If you say to me, I’m more important than these,
then I will place my fear and this life you claim is dear in your hands.[1]
I bolted upright in my bed and blurted out to an empty house, “I don’t have three years to lose!” At the age of 45, I couldn’t afford to be emotionally devastated for three years–not as a mom and not as a professional. I had read that straight women from gay/straight marriages flounder for 3 - 5 years with intense bouts of depression, self-loathing, and thoughts of suicide after being divorced from their gay husbands.[2]
I vowed this was not going to happen to me, so I jumped into my first year after the divorce with Super Woman ambitions. I kept my full-time job, added graduate classes, packed and moved to a new house, and tackled becoming a single mom. Nonetheless, my attempts to move forward were riddled with depression, accidents, major injuries, chronic fatigue and pain, and unemployment.
Of all the challenges I faced after my divorce, staying alive was the most difficult to overcome. The emotional turmoil from a broken heart and loss of my precious family, the pressure and fatigue of being a single parent, and the financial stress from not having adequate financial support was so overwhelming that my mind jumped into the dark places. And in those dark corners, feelings of despair and thoughts of ending my life, and thus my pain, followed me around for years. But suicide was not an option for me because my son deserved a mother who lived.
So I found ways to cope and get through each day, even if it was only one minute at a time. I would go outside, lay on the lawn, grip the grass in anguish and weep. Or I’d traipse off into the nearby woods to smash long branches against mature pine trees until I was exhausted. I would then embrace the temporary feeling of relief, apologize to the trees, and wipe the mud off my high heels before returning to my apartment.
When I couldn’t overcome the darkest moments, I called different people for help because I didn’t want to burden any one person with my emotional baggage. I rotated calls between friends, family, therapists, and pastors who were emotionally supportive. If someone didn’t answer, I called the next person on my list. Once, I dialed number after number and never reached anyone. That’s when I called the suicide hotline.

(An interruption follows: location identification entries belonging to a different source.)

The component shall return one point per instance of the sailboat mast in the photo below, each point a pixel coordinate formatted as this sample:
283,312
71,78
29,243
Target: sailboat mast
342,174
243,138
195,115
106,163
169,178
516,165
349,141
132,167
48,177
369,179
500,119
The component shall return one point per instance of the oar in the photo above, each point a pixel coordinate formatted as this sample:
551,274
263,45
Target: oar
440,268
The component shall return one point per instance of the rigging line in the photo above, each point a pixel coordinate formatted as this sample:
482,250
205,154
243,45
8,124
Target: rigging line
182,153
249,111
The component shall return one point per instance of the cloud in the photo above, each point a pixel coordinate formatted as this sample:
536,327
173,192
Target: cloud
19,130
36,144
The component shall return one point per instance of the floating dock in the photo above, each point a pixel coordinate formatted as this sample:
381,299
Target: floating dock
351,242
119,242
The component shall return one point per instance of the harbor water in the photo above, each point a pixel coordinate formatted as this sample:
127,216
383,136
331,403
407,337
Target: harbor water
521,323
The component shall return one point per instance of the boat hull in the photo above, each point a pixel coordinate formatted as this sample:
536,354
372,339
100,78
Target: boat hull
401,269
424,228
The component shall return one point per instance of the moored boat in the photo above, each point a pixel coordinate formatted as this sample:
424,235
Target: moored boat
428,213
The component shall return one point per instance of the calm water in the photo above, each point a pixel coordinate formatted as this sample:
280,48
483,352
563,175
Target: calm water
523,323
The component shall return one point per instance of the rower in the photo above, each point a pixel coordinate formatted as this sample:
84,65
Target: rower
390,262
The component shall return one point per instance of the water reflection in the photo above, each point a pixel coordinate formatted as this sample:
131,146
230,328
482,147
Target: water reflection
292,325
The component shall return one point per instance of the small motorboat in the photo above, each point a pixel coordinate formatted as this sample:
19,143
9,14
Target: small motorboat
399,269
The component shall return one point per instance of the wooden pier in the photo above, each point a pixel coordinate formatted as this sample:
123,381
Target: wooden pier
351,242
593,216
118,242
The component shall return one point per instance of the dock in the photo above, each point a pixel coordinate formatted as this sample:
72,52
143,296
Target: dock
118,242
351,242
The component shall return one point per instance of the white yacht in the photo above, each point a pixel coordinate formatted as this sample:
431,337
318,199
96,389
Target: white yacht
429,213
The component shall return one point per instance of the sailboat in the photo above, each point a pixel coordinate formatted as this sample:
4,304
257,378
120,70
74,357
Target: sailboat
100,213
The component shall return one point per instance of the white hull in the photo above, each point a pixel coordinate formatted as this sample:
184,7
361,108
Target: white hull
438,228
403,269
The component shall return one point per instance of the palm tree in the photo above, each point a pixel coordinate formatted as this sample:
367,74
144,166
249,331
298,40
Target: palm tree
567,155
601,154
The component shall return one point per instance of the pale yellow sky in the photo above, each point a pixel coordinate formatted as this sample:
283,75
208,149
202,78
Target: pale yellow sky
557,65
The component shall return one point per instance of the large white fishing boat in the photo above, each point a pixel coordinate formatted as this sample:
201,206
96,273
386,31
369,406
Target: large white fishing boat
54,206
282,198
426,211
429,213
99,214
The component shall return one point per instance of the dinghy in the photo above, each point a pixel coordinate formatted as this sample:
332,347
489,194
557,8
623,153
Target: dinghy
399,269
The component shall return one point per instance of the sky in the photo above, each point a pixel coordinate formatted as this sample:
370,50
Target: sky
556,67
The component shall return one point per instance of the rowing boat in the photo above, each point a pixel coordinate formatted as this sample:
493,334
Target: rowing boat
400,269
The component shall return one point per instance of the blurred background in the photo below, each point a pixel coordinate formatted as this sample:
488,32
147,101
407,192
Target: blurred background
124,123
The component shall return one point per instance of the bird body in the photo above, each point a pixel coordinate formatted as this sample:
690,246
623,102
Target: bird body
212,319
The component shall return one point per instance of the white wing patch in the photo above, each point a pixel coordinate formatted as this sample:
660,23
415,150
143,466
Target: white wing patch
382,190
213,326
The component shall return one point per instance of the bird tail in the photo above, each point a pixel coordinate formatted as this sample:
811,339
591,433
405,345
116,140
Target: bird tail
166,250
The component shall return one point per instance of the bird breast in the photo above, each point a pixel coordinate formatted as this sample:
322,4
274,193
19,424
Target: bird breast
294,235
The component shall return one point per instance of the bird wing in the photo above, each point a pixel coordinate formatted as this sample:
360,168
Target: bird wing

My sister was a lifesaver more than once. She had a soothing way of validating my anguish and fear. “That’s got to suck!” she’d say. Surprisingly, I felt heard and was motivated to keep going. Rev. Catherine also calmed my mind. She embraced me and my reality with words of understanding and helped me reframe the way I saw myself. “You are doing a great job with the hand you’ve been dealt,” she’d say. Those words shifted me away from seeing myself as the cause of my situation.
A few years after my divorce, I moved to the Pacific Northwest to be near family, hoping to make a better life for myself and my son. Too quickly, however, I used up my financial resources and retirement savings on rent, food, car payments, insurance, and medical expenses. My plans for a better life were not working out so well. Before my account was depleted, a good friend said we could move in with her family. I accepted her gracious offer and was thankful that my son and I had a place to stay for the rest of the school year.[3]
As summer came to a close, I still hadn’t secured a job, so my son went to live with his father. It was a relief to know that my teenager would be in good hands even though he would be hundreds of miles away. I had been fighting off suicidal ideology for almost five years since my divorce, but when my son took off in that jet to go live with his father, I was consumed with a different kind of darkness–one that buried any hope and my will to try anymore.
I started making plans to end the pain, but a quick stop by my cousin’s place squelched those plans. She knew me all too well and, therefore, asked if I was thinking about suicide. I couldn’t lie to her because, deep down, I was hoping there was another way to live without all this darkness. After disclosing my intentions, she drove me to the hospital where I checked in to get the help I needed.
Although I spent three days in the clinic, it only took one day to wake up emotionally as I interacted with nice people who faced trauma and horrors far more devastating than mine. By the second day, I made a commitment to fully live again. On the third day, I checked out early and started an out-patient program that turned my life around.
Months later, the desire to end my life totally disappeared. I don’t know if it was because I completed my grief work, because I learned how to take the right kind of care of myself, and because I was no longer consumed by fear. I do know, however, I finally chose to stay alive…for myself, my son, my sister, my family and friends…and for you.
NOTES:
[1] I wrote the song Wings on Wind (Evolve 2009) to help me trust in a God who cares about me even when swimming in the dark waters between life and death.
[2] When Husbands Come Out of the Closet. Jean Schaar Gochros. 1989.
[3] The McKinney-Vento Homeless Assistance Act is a federal law that ensures students experiencing homelessness have access to a free, appropriate public education. The act defines homelessness broadly to include children living in shelters, motels, cars, or sharing housing with others due to economic hardship.